Gestern haben wir hier – eher kurz – schon über die geologischen Erkenntnisse eines iranischen Geistlichen zum Zusammenhang zwischen Sexyklamotten und Erdbeben nachgedacht, heute fordert die US-amerikanische Bloggerin Jen McCreight die Frauen der Welt dazu auf, die Theorie doch mal im Experiment zu testen.
Im Namen der Wissenschaft will sie am Montag, den 26. April ihr weitestes Dekolleté tragen – und wenn genügend Frauen mitmachen, wackelt vielleicht die Erde:
Time for a Boobquake.
On Monday, April 26th, I will wear the most cleavage-showing shirt I own. Yes, the one usually reserved for a night on the town. I encourage other female skeptics to join me and embrace the supposed supernatural power of their breasts. Or short shorts, if that’s your preferred form of immodesty. With the power of our scandalous bodies combined, we should surely produce an earthquake. If not, I’m sure Sedighi can come up with a rational explanation for why the ground didn’t rumble. And if we really get through to him, maybe it’ll be one involving plate tectonics.

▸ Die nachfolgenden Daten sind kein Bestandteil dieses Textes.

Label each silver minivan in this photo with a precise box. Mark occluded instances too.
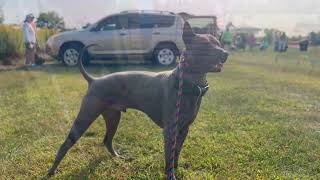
[46,11,184,66]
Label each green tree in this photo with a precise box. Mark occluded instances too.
[37,11,65,29]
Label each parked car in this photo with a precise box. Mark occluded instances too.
[46,11,184,66]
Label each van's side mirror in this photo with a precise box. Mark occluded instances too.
[90,26,99,32]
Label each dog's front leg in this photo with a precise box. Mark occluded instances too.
[174,127,189,169]
[163,126,173,179]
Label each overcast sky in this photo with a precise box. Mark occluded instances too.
[0,0,320,35]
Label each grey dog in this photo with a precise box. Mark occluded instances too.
[48,22,228,178]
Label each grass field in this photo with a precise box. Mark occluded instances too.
[0,49,320,179]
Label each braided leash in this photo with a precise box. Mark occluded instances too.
[168,56,187,180]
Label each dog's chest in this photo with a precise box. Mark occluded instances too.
[179,95,202,127]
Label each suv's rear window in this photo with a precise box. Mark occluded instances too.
[139,14,175,28]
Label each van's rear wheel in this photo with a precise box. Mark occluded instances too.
[153,44,178,66]
[61,44,90,67]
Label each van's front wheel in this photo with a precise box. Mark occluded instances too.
[153,44,178,66]
[61,44,90,67]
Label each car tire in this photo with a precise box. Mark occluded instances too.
[61,44,90,67]
[153,44,178,66]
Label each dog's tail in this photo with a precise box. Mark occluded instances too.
[79,44,96,84]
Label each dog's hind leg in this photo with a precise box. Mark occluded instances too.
[102,110,121,157]
[48,95,103,176]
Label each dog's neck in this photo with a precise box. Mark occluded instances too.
[174,66,208,86]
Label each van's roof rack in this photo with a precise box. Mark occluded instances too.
[121,10,175,15]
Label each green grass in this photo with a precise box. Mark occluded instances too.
[0,49,320,179]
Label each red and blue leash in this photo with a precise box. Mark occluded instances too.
[168,56,187,180]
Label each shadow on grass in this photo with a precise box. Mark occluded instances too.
[4,61,175,74]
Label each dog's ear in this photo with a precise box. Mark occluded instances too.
[182,21,196,44]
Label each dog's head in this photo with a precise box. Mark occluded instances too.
[183,22,229,73]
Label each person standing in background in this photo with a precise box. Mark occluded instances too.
[23,14,37,66]
[222,28,233,51]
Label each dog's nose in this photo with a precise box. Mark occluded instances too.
[221,50,229,63]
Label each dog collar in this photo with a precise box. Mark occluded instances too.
[175,78,210,97]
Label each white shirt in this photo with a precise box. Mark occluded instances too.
[23,22,37,43]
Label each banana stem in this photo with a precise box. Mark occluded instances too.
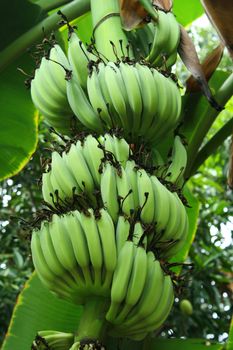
[184,74,233,179]
[75,297,110,342]
[189,118,233,176]
[0,0,90,72]
[91,0,133,61]
[36,0,72,12]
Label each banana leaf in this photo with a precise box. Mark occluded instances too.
[2,273,82,350]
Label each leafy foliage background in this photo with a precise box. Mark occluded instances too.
[0,2,233,348]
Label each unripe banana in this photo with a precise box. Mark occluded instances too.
[32,330,74,350]
[77,209,103,289]
[137,169,155,224]
[83,135,104,187]
[64,211,94,288]
[179,299,193,316]
[110,252,164,335]
[96,209,117,290]
[63,141,94,194]
[125,160,139,210]
[114,247,147,324]
[31,45,75,135]
[115,167,135,216]
[68,32,90,90]
[51,152,77,198]
[106,241,136,323]
[100,163,119,222]
[166,135,187,186]
[116,215,130,255]
[87,67,112,128]
[66,70,103,133]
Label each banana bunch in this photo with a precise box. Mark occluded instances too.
[31,45,77,135]
[31,330,74,350]
[152,135,187,188]
[106,245,174,340]
[84,62,181,143]
[31,209,117,304]
[128,10,180,68]
[42,134,131,208]
[166,135,187,187]
[100,161,188,257]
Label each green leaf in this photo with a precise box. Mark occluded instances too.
[0,59,38,180]
[170,184,200,273]
[0,0,45,50]
[173,0,204,27]
[2,273,82,350]
[226,317,233,350]
[143,339,223,350]
[180,71,233,177]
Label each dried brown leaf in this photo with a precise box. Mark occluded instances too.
[178,26,222,111]
[186,44,224,92]
[201,0,233,59]
[120,0,148,30]
[152,0,173,12]
[227,136,233,189]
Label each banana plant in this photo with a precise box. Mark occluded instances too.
[0,0,233,350]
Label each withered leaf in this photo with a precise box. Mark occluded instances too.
[227,136,233,189]
[120,0,162,31]
[152,0,173,12]
[186,44,224,92]
[120,0,147,30]
[201,0,233,59]
[178,26,223,111]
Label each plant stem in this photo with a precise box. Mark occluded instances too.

So, who’s with me? I may be a D cup, but that will probably only produce a slight tremor on its own. If you’ll be joining me on twitter, use the tag #boobquake! Or join the facebook event!
Toll wäre es natürlich, wenn Frauen im Iran auch die Möglichkeit hätten, mitzumachen oder dem Herrn Sedighi wenigstens den nackten Mittelfinger zeigen könnten, ohne Angst vor Repressionen zu haben, siehe unten. Tatsächlich kann ja eine Masse von Miniröcken in Deutschland oder den USA nicht mal zehn Prozent der Empörung und Unruhe auslösen, die ein halbnackter Frauenarm im Iran und anderen streng-islamischen Ländern erzeugt.
Das ist ein paar Gedanken wert – die Aktion ist aber trotzdem ganz schön lustig. Und vielleicht blitzen ja ein paar Teheranerinnen mit der Fußsohle oder dem Handgelenk.